I should have said we should favour the weaker side as their civilians are likely to make up most of the victims of any conflict

I've made a mistake in saying the EU should stay entirely neutral in the conflict between Georgia and Russia.

I still suspect President Saakashvili of Georgia wanted this conflict, thinking it might bring enough pressure on Russia from the EU and US to get Russian troops to leave South Ossetia and Abkhazia and allow him to fulfill his election pledge to re-unify Georgia, despite the majority of the populations of South Ossetia and Abkhazia never having wanted to be part of Georgia - and fearing a repeat of the ethnic cleansing carried out by both sides in the 1992 civil war.

I still suspect the Bush administration has fuelled the conflict by encouraging Saakashvili not to compromise with the Russians or separatists and vague but tough sounding promises of support.

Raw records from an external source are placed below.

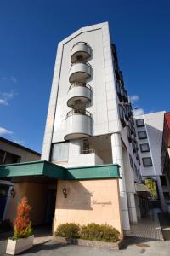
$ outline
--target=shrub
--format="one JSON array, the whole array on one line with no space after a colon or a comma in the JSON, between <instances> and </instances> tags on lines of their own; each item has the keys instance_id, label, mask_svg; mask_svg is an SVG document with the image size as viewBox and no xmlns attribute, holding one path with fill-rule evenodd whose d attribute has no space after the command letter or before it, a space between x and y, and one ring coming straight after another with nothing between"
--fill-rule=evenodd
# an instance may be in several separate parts
<instances>
[{"instance_id":1,"label":"shrub","mask_svg":"<svg viewBox=\"0 0 170 256\"><path fill-rule=\"evenodd\" d=\"M9 219L0 221L0 233L12 230L12 224Z\"/></svg>"},{"instance_id":2,"label":"shrub","mask_svg":"<svg viewBox=\"0 0 170 256\"><path fill-rule=\"evenodd\" d=\"M30 211L31 207L28 204L26 197L21 199L17 207L17 215L14 220L14 240L26 238L32 234L31 222L30 220Z\"/></svg>"},{"instance_id":3,"label":"shrub","mask_svg":"<svg viewBox=\"0 0 170 256\"><path fill-rule=\"evenodd\" d=\"M97 224L94 223L82 227L80 238L103 241L117 241L120 237L119 231L108 224Z\"/></svg>"},{"instance_id":4,"label":"shrub","mask_svg":"<svg viewBox=\"0 0 170 256\"><path fill-rule=\"evenodd\" d=\"M57 227L55 232L56 236L63 236L66 238L79 238L80 226L75 223L66 223Z\"/></svg>"}]
</instances>

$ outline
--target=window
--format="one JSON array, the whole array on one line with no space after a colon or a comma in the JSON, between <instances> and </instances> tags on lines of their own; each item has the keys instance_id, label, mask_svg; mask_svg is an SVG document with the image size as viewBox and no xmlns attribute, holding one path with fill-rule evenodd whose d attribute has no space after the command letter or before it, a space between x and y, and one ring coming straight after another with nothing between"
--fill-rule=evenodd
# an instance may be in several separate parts
<instances>
[{"instance_id":1,"label":"window","mask_svg":"<svg viewBox=\"0 0 170 256\"><path fill-rule=\"evenodd\" d=\"M140 144L141 152L150 152L150 147L148 143Z\"/></svg>"},{"instance_id":2,"label":"window","mask_svg":"<svg viewBox=\"0 0 170 256\"><path fill-rule=\"evenodd\" d=\"M162 186L167 186L167 183L165 176L160 176L160 178L161 178Z\"/></svg>"},{"instance_id":3,"label":"window","mask_svg":"<svg viewBox=\"0 0 170 256\"><path fill-rule=\"evenodd\" d=\"M124 100L125 102L128 103L128 92L125 89L124 89L124 91L123 91L123 100Z\"/></svg>"},{"instance_id":4,"label":"window","mask_svg":"<svg viewBox=\"0 0 170 256\"><path fill-rule=\"evenodd\" d=\"M146 167L146 166L152 166L151 157L144 157L142 159L142 162L143 162L143 166L144 167Z\"/></svg>"},{"instance_id":5,"label":"window","mask_svg":"<svg viewBox=\"0 0 170 256\"><path fill-rule=\"evenodd\" d=\"M69 143L56 143L53 145L51 161L67 162L69 155Z\"/></svg>"},{"instance_id":6,"label":"window","mask_svg":"<svg viewBox=\"0 0 170 256\"><path fill-rule=\"evenodd\" d=\"M134 140L132 141L132 146L133 146L133 151L136 152L136 145L135 145Z\"/></svg>"},{"instance_id":7,"label":"window","mask_svg":"<svg viewBox=\"0 0 170 256\"><path fill-rule=\"evenodd\" d=\"M120 102L122 102L122 86L120 84L119 81L116 81L116 91Z\"/></svg>"},{"instance_id":8,"label":"window","mask_svg":"<svg viewBox=\"0 0 170 256\"><path fill-rule=\"evenodd\" d=\"M132 167L133 170L134 166L133 166L133 158L132 158L132 156L131 156L130 154L129 154L129 159L130 159L130 166L131 166L131 167Z\"/></svg>"},{"instance_id":9,"label":"window","mask_svg":"<svg viewBox=\"0 0 170 256\"><path fill-rule=\"evenodd\" d=\"M139 139L144 139L147 138L147 134L145 131L141 131L138 132L138 136Z\"/></svg>"},{"instance_id":10,"label":"window","mask_svg":"<svg viewBox=\"0 0 170 256\"><path fill-rule=\"evenodd\" d=\"M131 130L129 125L127 125L127 134L129 143L132 143L132 136L131 136Z\"/></svg>"},{"instance_id":11,"label":"window","mask_svg":"<svg viewBox=\"0 0 170 256\"><path fill-rule=\"evenodd\" d=\"M20 156L0 150L0 165L14 164L20 162Z\"/></svg>"},{"instance_id":12,"label":"window","mask_svg":"<svg viewBox=\"0 0 170 256\"><path fill-rule=\"evenodd\" d=\"M126 126L126 122L125 122L125 112L124 112L124 108L122 105L119 104L119 116L121 119L121 123L123 127Z\"/></svg>"},{"instance_id":13,"label":"window","mask_svg":"<svg viewBox=\"0 0 170 256\"><path fill-rule=\"evenodd\" d=\"M137 127L143 127L143 126L144 126L144 119L138 119L138 120L136 120L136 126Z\"/></svg>"}]
</instances>

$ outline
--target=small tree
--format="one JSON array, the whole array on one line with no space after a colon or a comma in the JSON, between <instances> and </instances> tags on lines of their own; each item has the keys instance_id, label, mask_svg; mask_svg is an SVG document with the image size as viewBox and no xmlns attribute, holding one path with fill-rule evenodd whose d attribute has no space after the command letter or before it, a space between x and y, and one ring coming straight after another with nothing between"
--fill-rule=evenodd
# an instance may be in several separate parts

However the Russian government and the South Ossetian and Abkhazian militias all have a record of ethnic cleansing and human rights abuses as bad and probably even worse than that of the Georgian government - and South Ossetian forces bombardment of Georgian villages on August 1st may have been co-ordinated with Russian forces which built up rapidly in the area in the months before war broke out. What's more Russia's military is so much larger and better equipped than Georgia's was that it should have been obvious that Russian forces would win and so the biggest threat was of Russian and South Ossetian forces killing Georgian civilians rather than Georgian forces killing South Ossetians.

Western journalists and UN observers have reported that Russian forces are standing by while South Ossetian militia-men steal from, rape and murder Georgian civilians (e.g watch the first video on this page from Channel 4 News, UK).
HRW Report the militias have burned Georgian villages in South Ossetia.

Nor do Russian forces have any right to still be in the main part of Georgia - where the majority of the population want to be part of Georgia, or to have continued airstrikes even after the Georgian military was defeated. Human Rights Watch observers say Russian planes have killed civilians by using cluster bombs on Georgian towns. This is a war crime - just like the same practice by NATO forces in Kosovo in 1999 - and one war crime does not cancel out another. Both sides have also used rocket launchers in town centres, killing civilians - the Russians in Gori in Georgia and (before Georgian forces' defeat) by both sides in Tkhsinvali in South Ossetia.
Russia's government and military are responsible for this and for the actions of the Ossetian militia-men they arm, train and fight alongside.

Russian troops have also aided Ossetian civilians in south Ossetia to escape from the war zone to North Ossetia - but this may be as much for propaganda value as for humanitarian motives.

This all seems like another set of moves in the international chess game among governments for power and influence. None of the players can be entirely absolved of responsibility for treating their own and other countries' people as pawns whose lives can be sacrificed to achieve 'strategic aims, but when, as with Georgia and Russia, the two sides are so unequal in power, we should favour the weaker side to try and prevent the stronger one allowing its proxies to run riot killing Georgian civilians.

That probably requires a new UN peacekeeping force in a zone on either side of the border between central Georgia and South Ossetia. This would help humanitarian aid and observers to get to civilians and internally displaced refugees of all ethnic groups. A UN General Assembly resolution calling for this and for Russian forces to withdraw back to their positions of July 31st this year and prevent Ossetian militias targeting Georgian civilians in Ossetia could also be put forward, since Russia could veto any Security Council resolution.